3. Heat a couple of inches of sunflower oil (don't use olive, it's too strong and with too low a smoke-point) in a large, deep pan until piping hot. Fry the chicken two or three pieces at a time, allowing about 6 minutes per side. Handle very carefully when removing from the pan so that you don't knock off all your lovely, crispy coating. Leave to rest on a warmed platter lined with kitchen towels while you're cooking the other pieces.
Spiced Up Mac & Cheese - serves 4
250g grated strong cheese such as a really mature Cheddar, Leicester or Gloucester
3 tbs Frank's Red Hot Sauce
1 tsp cayenne pepper
1 tsp chilli powder
0.5 tsp garlic granules
Salt & pepper
1. Cook the pasta until just slightly underdone & drain. Stick the same pot back on the heat, allow to dry, then make a roux by melting the butter, then adding the flour and cooking for a good 5 minutes, stirring all the time. (I usually just nick 30g of the seasoned flour that I'm going to use for the chicken.)

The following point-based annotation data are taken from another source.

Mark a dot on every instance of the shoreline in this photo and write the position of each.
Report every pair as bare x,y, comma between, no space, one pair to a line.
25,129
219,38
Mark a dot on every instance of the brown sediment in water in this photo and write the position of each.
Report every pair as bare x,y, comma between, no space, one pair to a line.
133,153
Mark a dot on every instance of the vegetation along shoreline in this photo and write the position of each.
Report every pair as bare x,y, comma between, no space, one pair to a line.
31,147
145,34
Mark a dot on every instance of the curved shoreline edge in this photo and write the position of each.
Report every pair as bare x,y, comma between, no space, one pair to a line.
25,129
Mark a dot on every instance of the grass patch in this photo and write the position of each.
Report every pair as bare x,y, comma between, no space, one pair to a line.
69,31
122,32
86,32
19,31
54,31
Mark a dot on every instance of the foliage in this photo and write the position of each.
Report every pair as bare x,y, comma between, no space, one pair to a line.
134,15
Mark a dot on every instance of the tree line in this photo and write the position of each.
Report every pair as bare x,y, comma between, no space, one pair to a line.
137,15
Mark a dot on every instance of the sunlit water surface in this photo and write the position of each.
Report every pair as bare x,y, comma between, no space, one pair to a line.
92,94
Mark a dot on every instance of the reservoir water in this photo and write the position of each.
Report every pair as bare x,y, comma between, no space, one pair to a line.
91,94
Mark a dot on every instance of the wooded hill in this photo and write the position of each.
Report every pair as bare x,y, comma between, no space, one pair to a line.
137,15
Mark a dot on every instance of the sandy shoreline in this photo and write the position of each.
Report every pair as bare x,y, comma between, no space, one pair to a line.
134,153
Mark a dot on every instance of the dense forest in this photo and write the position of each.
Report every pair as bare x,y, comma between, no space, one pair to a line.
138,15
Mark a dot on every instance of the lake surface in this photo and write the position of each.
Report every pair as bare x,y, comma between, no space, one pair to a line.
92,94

2. In a jug or bowl, mix the milk, cayenne, chili powder, hot sauce, garlic granules and salt & pepper. Whisk into the roux a little at a time, then bring to the boil, stirring constantly, until the sauce thickens. Remove from the heat and stir in the cheese.
3. Stir the pasta back into the sauce (add a little of the cooking water if your sauce is too thick), pour into a shallow dish & bake in an oven preheated to 200C until golden & bubbling - about 30 minutes.
Serve with the chicken and a spinach & coriander salad.
I hope this is a worthy kick-off to the 2013 Cooking Club - all feedback is welcome - good, bad or indifferent!